In majority of cases, diastematomyelia is caused by a spur of bone, fibrous tissue or fibrocartilage (3), as in our patient. The neurological disturbances produced by deformity of the cord vary greatly from to individual. Most frequently there is difficulty in walking, caused by a weakness or paralysis of the muscles in the legs (3), as our patient presented. Sphincter of the bladder and rectum are present in about 50% of cases (3).

The treatment of adulthood diastematomyelia remains controversial due to incomplete history among patients.8 Some authors argue that the surgery should be performed only in case of progressive neurological symptoms to avoid possible complications and perioperative morbidity in asymptomatic patients (8).

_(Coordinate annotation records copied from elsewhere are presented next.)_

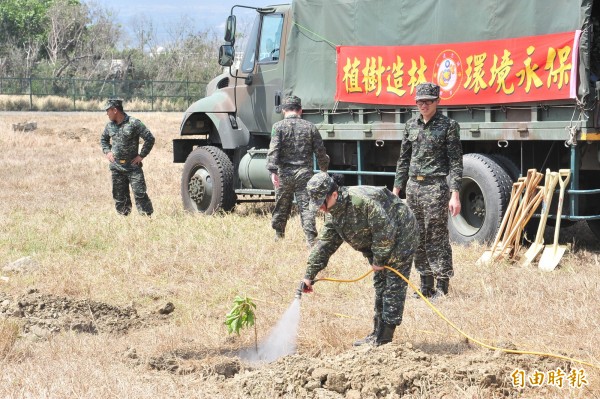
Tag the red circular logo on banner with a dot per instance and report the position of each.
(448, 73)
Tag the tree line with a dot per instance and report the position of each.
(71, 39)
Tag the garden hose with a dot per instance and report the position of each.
(467, 336)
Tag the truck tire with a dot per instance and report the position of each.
(207, 181)
(484, 196)
(594, 226)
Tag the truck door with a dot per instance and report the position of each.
(264, 64)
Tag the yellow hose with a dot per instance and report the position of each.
(467, 336)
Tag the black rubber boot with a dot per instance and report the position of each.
(385, 334)
(427, 288)
(373, 335)
(442, 287)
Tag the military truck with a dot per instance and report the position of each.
(520, 77)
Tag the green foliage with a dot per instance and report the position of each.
(24, 20)
(241, 315)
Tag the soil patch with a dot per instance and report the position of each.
(389, 371)
(42, 314)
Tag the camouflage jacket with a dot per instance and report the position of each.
(431, 149)
(124, 139)
(293, 141)
(371, 220)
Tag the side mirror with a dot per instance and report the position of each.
(230, 30)
(226, 55)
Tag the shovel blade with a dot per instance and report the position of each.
(531, 254)
(551, 257)
(487, 257)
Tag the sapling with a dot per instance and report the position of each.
(242, 315)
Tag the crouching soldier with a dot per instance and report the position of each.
(377, 223)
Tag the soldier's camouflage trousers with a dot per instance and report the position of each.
(122, 178)
(390, 289)
(293, 182)
(428, 199)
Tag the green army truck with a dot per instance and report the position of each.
(520, 77)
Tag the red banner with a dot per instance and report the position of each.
(534, 68)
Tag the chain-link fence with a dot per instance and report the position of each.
(142, 95)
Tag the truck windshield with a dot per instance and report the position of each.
(266, 37)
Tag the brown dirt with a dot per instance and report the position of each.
(390, 371)
(41, 315)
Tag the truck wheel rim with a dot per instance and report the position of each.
(472, 214)
(200, 188)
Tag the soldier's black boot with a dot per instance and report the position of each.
(385, 334)
(427, 288)
(442, 287)
(371, 337)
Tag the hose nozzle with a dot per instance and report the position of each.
(301, 289)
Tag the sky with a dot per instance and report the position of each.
(165, 14)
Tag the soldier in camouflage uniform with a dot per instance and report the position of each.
(377, 223)
(290, 162)
(430, 151)
(120, 143)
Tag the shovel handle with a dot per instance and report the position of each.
(566, 173)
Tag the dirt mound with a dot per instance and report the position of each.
(43, 314)
(389, 371)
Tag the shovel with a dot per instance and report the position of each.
(515, 194)
(524, 217)
(552, 254)
(538, 245)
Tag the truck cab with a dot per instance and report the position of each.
(292, 49)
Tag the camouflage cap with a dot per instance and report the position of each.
(113, 102)
(318, 187)
(291, 101)
(427, 91)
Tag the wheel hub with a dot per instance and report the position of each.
(200, 188)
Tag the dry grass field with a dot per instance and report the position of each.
(86, 312)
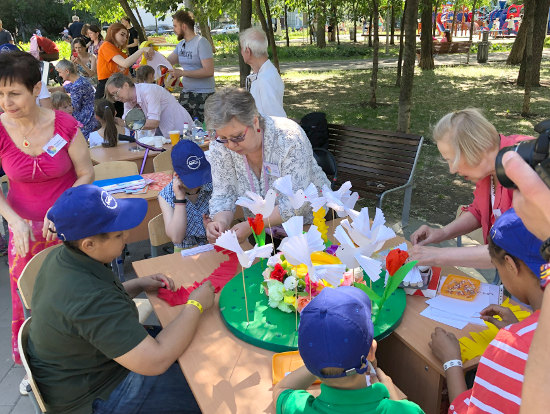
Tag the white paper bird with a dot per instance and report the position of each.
(341, 200)
(228, 240)
(312, 197)
(370, 238)
(258, 205)
(284, 185)
(352, 257)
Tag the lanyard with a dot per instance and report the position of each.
(249, 172)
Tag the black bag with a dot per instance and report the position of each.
(316, 128)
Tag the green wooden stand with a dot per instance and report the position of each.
(275, 330)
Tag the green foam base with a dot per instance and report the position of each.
(275, 330)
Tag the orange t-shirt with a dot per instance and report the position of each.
(105, 65)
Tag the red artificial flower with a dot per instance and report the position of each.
(257, 224)
(395, 259)
(278, 273)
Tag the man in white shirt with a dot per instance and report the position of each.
(265, 83)
(161, 109)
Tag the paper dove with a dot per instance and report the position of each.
(312, 197)
(228, 240)
(284, 185)
(351, 255)
(258, 205)
(341, 200)
(369, 238)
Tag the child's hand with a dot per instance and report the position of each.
(506, 314)
(444, 345)
(153, 282)
(204, 294)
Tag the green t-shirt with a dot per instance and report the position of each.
(374, 399)
(82, 318)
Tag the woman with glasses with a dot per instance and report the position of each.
(249, 153)
(111, 59)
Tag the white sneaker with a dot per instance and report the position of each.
(24, 386)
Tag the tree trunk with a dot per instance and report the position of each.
(528, 57)
(375, 50)
(405, 92)
(128, 10)
(426, 41)
(244, 23)
(392, 41)
(286, 27)
(539, 32)
(271, 36)
(370, 31)
(401, 33)
(518, 48)
(472, 25)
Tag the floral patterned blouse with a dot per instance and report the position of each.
(287, 148)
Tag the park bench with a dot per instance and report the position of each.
(376, 162)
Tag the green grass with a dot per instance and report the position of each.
(437, 194)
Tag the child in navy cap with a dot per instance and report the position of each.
(87, 350)
(185, 201)
(515, 252)
(335, 340)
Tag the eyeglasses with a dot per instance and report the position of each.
(240, 138)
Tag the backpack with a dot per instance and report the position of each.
(316, 128)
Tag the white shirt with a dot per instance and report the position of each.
(159, 104)
(268, 89)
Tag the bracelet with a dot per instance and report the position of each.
(452, 363)
(199, 306)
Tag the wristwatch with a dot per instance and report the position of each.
(176, 201)
(545, 250)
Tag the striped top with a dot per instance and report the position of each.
(499, 378)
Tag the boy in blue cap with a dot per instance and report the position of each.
(515, 252)
(87, 350)
(185, 201)
(335, 340)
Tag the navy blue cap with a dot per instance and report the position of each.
(88, 210)
(510, 234)
(336, 330)
(190, 164)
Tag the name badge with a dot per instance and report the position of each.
(272, 169)
(54, 145)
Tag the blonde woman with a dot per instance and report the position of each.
(469, 144)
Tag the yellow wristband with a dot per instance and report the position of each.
(195, 303)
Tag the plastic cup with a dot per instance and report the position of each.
(174, 137)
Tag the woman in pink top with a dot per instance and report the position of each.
(43, 153)
(469, 143)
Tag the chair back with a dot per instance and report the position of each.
(25, 284)
(157, 234)
(163, 162)
(114, 169)
(22, 340)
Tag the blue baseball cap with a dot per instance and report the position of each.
(88, 210)
(190, 164)
(336, 330)
(510, 234)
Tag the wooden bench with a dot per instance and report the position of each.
(376, 162)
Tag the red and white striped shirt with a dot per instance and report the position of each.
(499, 378)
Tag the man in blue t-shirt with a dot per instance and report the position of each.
(195, 57)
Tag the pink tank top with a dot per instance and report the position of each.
(37, 182)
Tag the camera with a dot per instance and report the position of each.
(534, 152)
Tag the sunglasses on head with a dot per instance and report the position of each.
(240, 138)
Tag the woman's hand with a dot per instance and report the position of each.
(153, 282)
(426, 235)
(22, 232)
(204, 294)
(506, 314)
(444, 345)
(242, 230)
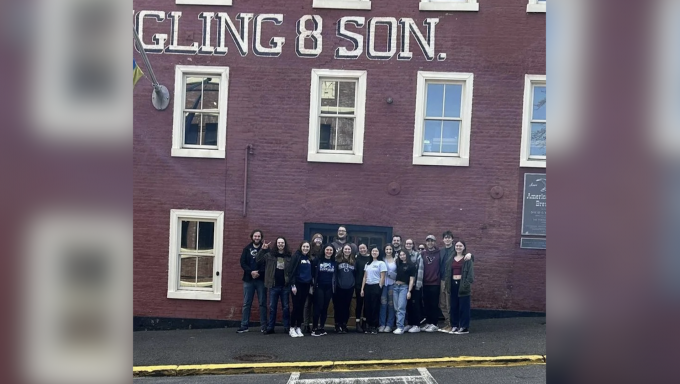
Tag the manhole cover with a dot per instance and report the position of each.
(254, 357)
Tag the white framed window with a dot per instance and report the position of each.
(449, 5)
(343, 4)
(203, 2)
(336, 116)
(443, 117)
(533, 148)
(200, 111)
(536, 6)
(195, 263)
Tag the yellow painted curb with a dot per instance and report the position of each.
(327, 366)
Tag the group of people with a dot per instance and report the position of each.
(397, 289)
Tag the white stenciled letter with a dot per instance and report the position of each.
(206, 47)
(276, 43)
(355, 38)
(174, 44)
(159, 39)
(314, 34)
(240, 36)
(391, 24)
(408, 27)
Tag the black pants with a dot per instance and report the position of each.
(359, 310)
(299, 300)
(322, 297)
(431, 299)
(342, 299)
(372, 293)
(413, 306)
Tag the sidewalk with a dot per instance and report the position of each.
(516, 337)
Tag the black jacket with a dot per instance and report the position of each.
(250, 251)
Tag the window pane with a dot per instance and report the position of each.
(432, 136)
(537, 139)
(450, 132)
(192, 123)
(206, 235)
(347, 96)
(329, 100)
(209, 129)
(187, 271)
(211, 93)
(327, 133)
(193, 92)
(189, 235)
(205, 272)
(539, 103)
(345, 134)
(452, 98)
(435, 100)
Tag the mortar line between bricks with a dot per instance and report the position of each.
(328, 366)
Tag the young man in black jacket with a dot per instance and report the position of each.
(253, 280)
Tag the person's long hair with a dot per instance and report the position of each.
(340, 258)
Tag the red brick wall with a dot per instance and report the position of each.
(269, 108)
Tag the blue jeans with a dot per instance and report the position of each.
(274, 295)
(387, 306)
(399, 297)
(249, 288)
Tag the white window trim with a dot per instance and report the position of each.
(203, 2)
(173, 263)
(357, 154)
(343, 4)
(442, 5)
(178, 119)
(536, 6)
(525, 147)
(463, 157)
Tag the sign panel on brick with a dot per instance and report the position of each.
(534, 210)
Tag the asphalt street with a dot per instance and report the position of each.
(531, 374)
(487, 337)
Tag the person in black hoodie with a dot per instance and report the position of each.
(253, 281)
(362, 259)
(300, 282)
(324, 285)
(276, 278)
(342, 298)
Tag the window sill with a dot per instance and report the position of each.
(536, 8)
(203, 2)
(441, 161)
(205, 153)
(335, 158)
(525, 163)
(463, 7)
(194, 295)
(342, 4)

We agree that the surgery in asymptomatic patients should be delayed. The clinical consequences of tethering of the and the deteriorating condition of our patient led to the decision to perform the surgery.

4. Conclusion

This report describes an adult case with the unusual etiology of a split cord malformation and diastometamyelia. Our case was unique because of the absence of any pain, neurologic signs, and precipitating acute event leading to diagnosis, until 53 years of age. Surgical decompression of bony spur provided relative improvement of his symptoms.